The court also rejects plaintiff’s argument that the inclusion of the guarantee of jury trials in Article I, § 11, somehow makes suits against public employers different from suits against private employers. The pertinent portion of Article I, § 11, provides:
That in controversies respecting property, and in suits between man and man, trial by juiy is preferable to any other, and ought to be held sacred. The General Assembly may limit the number of jurors for civil cases in courts of record to not less than five.

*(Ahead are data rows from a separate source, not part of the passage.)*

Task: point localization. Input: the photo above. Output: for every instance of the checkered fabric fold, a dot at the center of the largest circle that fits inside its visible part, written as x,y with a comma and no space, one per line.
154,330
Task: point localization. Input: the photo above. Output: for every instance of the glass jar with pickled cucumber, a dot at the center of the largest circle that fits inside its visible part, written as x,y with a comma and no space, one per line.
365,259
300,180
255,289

There is nothing about the above provision that limits its application to suits against public employers. Nor is there anything about the above provision that somehow abolishes the doctrine of sovereign immunity. Indeed, if plaintiff’s argument were taken to its logical conclusion, practically all, if not all, sovereign immunity would be abolished. For example, damage to a person’s car by a fire engine responding to a fire — something that is clearly subject to sovereign immunity — would be a deprivation of property that, according to plaintiffs logic, must be made subject to a jury trial. Cities and counties could be sued for false arrests committed by their police officers since that is a deprivation of liberty. And a state-owned hospital whose employee commits an act of medical malpractice resulting in death could be sued, even in the absence of Virginia’s Tort Claims Act, since that is a deprivation of life. Contrary to plaintiffs argument, that simply is not the law. Plaintiffs discrimination claim is governed by the holdings of Doss and Conner. Defendants’ demurrer to that claim must be sustained.

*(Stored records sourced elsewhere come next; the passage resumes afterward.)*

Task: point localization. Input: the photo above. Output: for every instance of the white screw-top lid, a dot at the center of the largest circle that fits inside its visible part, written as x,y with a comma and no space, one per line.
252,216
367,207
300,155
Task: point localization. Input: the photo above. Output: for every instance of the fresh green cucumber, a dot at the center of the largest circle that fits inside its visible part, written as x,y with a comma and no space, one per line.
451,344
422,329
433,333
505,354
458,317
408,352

II. Noncompliance with Administrative Order of Reinstatement
Count n of the motion for judgment alleges that defendants have failed to comply with the administrative hearing officer’s decision that plaintiff be *489reinstated to her job. Specifically, plaintiff alleges that defendants have improperly placed conditions on her reinstatement that were not part of the hearing officer’s decision. Plaintiff has failed, however, to state in her motion for judgment how defendants’ failure to comply with the hearing officer’s decision violates any statute or common law duty. In this regard, the court notes that while the grievance procedure for state employees set out in the Code of Virginia allows an employee to petition a circuit court for an order requiring implementation of a hearing officer’s decision, Va. Code § 2.1-116.07(D), employees of MCV are specifically excluded from that procedure. Va. Code §§ 2.1-116.013(4) and 2.1-116(19). Instead, Va. Code § 23-50.16:24(A) directs MCV’s board of directors to “develop and adopt policies and procedures that will afford its employees grievance rights, ensure that employment decisions shall be based upon the merit and fitness of applicants and shall prohibit discrimination because of race, religion, color, sex, or national origin.” Since plaintiff has failed to cite the specific policy or procedure adopted by MCV that gives her the right to petition this court for an order requiring compliance with the hearing officer’s decision, and has likewise failed to cite any other statute or law that requires MCV to comply with the hearing officer’s decision, defendants’ demurrer to this claim must also be sustained, but with leave to.amend. Without knowing what law plaintiff relies upon, the court cannot rule on defendants’ plea of sovereign immunity.
Conclusion
For the reasons stated above, the court will sustain defendants’ demurrer to both counts of the motion for judgment. Plaintiff will be granted leave to amend Count II. Leave will not be granted to amend Count I.